The two men appearing at the tomb and at the Transfiguration throw light on the ministry of Jesus. But they also teach us that we must search much further back in the history of God's people if we are to enter fully into understanding that ministry, the meaning of the life and teaching of Jesus Christ, the meaning of his suffering, death and resurrection. Moses and Elijah are the Law and the Prophets, the two main parts of the Hebrew scriptures. Later in Luke 24 we will read how Jesus joined two disciples on the road to Emmaus and opened the meaning of the scriptures for them, beginning with Moses and all the prophets. On the return of those two disciples to Jerusalem, Jesus appeared again, this time to all the disciples gathered there, and taught them that everything written about him in the law, the prophets and the psalms, had to come true.

The whole story, from the very beginning, has to be re-read in view of the ending and this is what we have been doing tonight in the Easter Vigil, reading from the law, the prophets and the writings, in order to understand who Jesus is and what his mission is. In re-telling his story we see our own story also everywhere in these scriptures, we hear about exile and exodus, about Abraham and creation, we hear about fear and joy, hope and desperation, loss and restoration. Above all tonight we hear about resurrection, that God, the living and true God, is God of life, of justice, of faithfulness.
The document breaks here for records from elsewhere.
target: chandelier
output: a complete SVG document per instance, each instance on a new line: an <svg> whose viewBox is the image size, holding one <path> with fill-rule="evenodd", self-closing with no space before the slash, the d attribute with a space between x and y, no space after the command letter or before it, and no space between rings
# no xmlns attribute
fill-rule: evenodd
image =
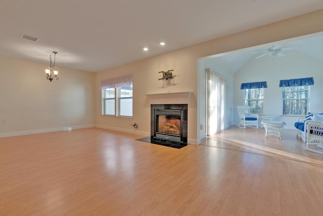
<svg viewBox="0 0 323 216"><path fill-rule="evenodd" d="M57 52L53 51L52 53L54 54L54 63L53 64L51 62L51 55L49 55L49 60L50 61L49 62L49 66L45 69L46 78L47 80L50 81L50 82L51 82L51 80L52 80L54 78L56 78L57 80L59 79L59 77L57 76L59 74L59 71L53 70L54 67L55 66L55 57L58 53Z"/></svg>

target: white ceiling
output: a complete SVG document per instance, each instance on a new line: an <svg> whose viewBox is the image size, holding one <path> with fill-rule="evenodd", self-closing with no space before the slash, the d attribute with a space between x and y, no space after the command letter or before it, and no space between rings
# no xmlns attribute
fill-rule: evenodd
<svg viewBox="0 0 323 216"><path fill-rule="evenodd" d="M57 65L97 72L322 8L322 0L1 0L0 55L48 64L55 51Z"/></svg>

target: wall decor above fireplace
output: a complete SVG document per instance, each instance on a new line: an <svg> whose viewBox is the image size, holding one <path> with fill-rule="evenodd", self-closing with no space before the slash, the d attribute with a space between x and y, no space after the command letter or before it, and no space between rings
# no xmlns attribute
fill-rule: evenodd
<svg viewBox="0 0 323 216"><path fill-rule="evenodd" d="M163 73L163 77L158 79L158 80L160 79L166 79L168 80L169 79L173 79L174 78L174 76L173 76L173 73L172 71L174 71L174 70L169 70L167 71L159 71L158 73Z"/></svg>

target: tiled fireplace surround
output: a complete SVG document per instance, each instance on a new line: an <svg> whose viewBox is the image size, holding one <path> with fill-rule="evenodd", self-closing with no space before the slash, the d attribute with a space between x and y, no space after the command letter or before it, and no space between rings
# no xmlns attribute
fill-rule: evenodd
<svg viewBox="0 0 323 216"><path fill-rule="evenodd" d="M188 92L147 95L150 104L151 138L187 144L188 104L190 93L190 92ZM171 131L160 131L160 128L163 128L160 126L163 121L159 119L158 129L158 118L171 119L166 120L170 121L167 123L167 125L170 125L167 127L170 127ZM173 123L175 122L176 123ZM174 126L175 124L176 126ZM178 128L177 128L177 126Z"/></svg>

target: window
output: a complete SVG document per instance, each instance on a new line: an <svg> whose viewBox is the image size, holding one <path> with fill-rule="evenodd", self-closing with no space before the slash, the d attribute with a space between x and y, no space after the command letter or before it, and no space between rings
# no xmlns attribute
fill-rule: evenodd
<svg viewBox="0 0 323 216"><path fill-rule="evenodd" d="M132 76L126 75L101 82L102 114L132 117Z"/></svg>
<svg viewBox="0 0 323 216"><path fill-rule="evenodd" d="M309 85L283 87L283 114L306 115L309 93Z"/></svg>
<svg viewBox="0 0 323 216"><path fill-rule="evenodd" d="M309 85L313 77L280 80L283 88L283 114L306 115L309 107Z"/></svg>
<svg viewBox="0 0 323 216"><path fill-rule="evenodd" d="M244 105L250 107L250 113L263 113L264 89L260 88L243 90Z"/></svg>
<svg viewBox="0 0 323 216"><path fill-rule="evenodd" d="M113 115L116 113L116 89L103 90L104 115Z"/></svg>

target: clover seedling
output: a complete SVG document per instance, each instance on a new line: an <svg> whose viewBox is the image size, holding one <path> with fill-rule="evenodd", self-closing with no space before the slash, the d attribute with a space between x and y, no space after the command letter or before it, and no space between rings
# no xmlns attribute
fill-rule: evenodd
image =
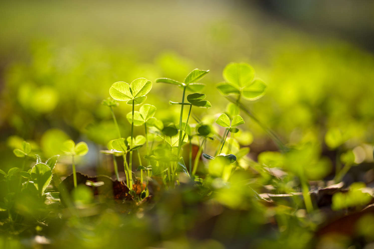
<svg viewBox="0 0 374 249"><path fill-rule="evenodd" d="M71 166L73 167L73 180L74 187L77 187L77 174L74 162L74 156L84 156L88 152L88 146L84 142L80 142L76 145L72 140L67 140L62 144L62 150L65 153L71 156Z"/></svg>
<svg viewBox="0 0 374 249"><path fill-rule="evenodd" d="M221 154L222 152L222 149L223 148L223 146L225 144L226 139L227 137L227 135L229 135L229 132L232 131L237 132L236 130L235 130L236 128L234 127L244 124L244 121L240 115L237 115L234 116L232 120L230 121L230 119L227 115L223 113L221 114L221 116L218 117L217 120L215 121L215 122L219 125L226 128L226 130L225 131L225 133L222 137L222 141L221 141L222 146L221 146L220 152L218 153L218 154Z"/></svg>
<svg viewBox="0 0 374 249"><path fill-rule="evenodd" d="M179 130L182 130L182 118L183 116L183 107L185 104L184 96L186 94L186 90L192 92L199 91L202 90L204 88L205 85L201 83L198 83L197 81L201 79L209 72L209 70L201 70L197 68L194 69L188 74L188 75L186 77L186 78L184 79L184 81L183 83L168 78L160 78L156 80L156 82L157 83L166 83L173 85L176 85L183 88L183 94L182 96L182 102L180 102L180 103L178 103L179 104L181 105L180 115L179 118ZM175 102L171 102L170 103L173 104L175 103ZM190 105L190 111L191 103L187 104L187 105ZM209 105L210 105L210 103ZM210 106L209 107L210 107ZM189 115L188 116L189 116ZM187 124L187 122L186 122L186 124ZM184 131L184 130L183 130ZM181 133L180 134L181 135ZM180 137L179 138L180 141L183 140L183 138L181 137ZM181 145L181 143L179 143ZM181 148L180 147L178 147L178 156L180 152L180 150Z"/></svg>
<svg viewBox="0 0 374 249"><path fill-rule="evenodd" d="M246 63L232 63L223 70L225 82L218 84L217 88L224 96L238 95L250 100L254 100L262 97L266 91L267 86L260 80L254 80L255 71Z"/></svg>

The women are the first witnesses to the resurrection. Their preaching meets with disbelief on the part of the apostles and the rest of the disciples who regard it as 'pure nonsense'. So there is a transition to be made, an expansion of consciousness we might say, a radically new understanding. The angels offer their help. The stones to be removed are not just physical ones. The reading from Ezekiel speaks about the hearts of stone that need to be removed from human beings if they are to be given hearts of flesh. The God of creation re-affirms his work in the resurrection. By raising Jesus from the dead he says once again of creation that it is very good. There was evening and now there is morning, the eighth day, the day of the new creation, on which the created image of God comes to be in a way that cannot be touched by sin. And this is the risen Lord.

He rose, and shares his risen life with us, not to make us angels but to make us human. Luke is described by Dante as scriba mansuetudinis Christi, the scribe of the gentleness of Christ, showing us Jesus full of tenderness and compassion. We saw it in the words of Jesus from the cross recounted by Luke: Father, forgive them, for they know not what they do; today you will be with me in paradise; Father, into your hands I commend my spirit.

The resurrection of Jesus means resurrection for all of humanity because Jesus is the head of all humanity. The grace that is his as the only Son of the Father, Son of God and Son of Man, is for all human beings and not just for him alone. And the resurrection of Jesus means new life now, not just in the future, a transformed life, as we emerge from the death that comes with sin to the life that comes with being united to God. This is not to remove us from this world and its concerns but rather to insert us even more fully within them, not as spiritualised beings but as humanised beings.

Tonight we are born again, not as super-human or super-spiritual beings but simply as human beings, as we were meant to be. God's desire from the beginning was a creature made in God's own image. He has finally found such a creature, in Jesus of Nazareth, and now he calls all men and women to associate themselves with Jesus, to be re-fashioned through his work into images of the Eternal Father, brothers and sisters of Jesus, temples of the Holy Spirit.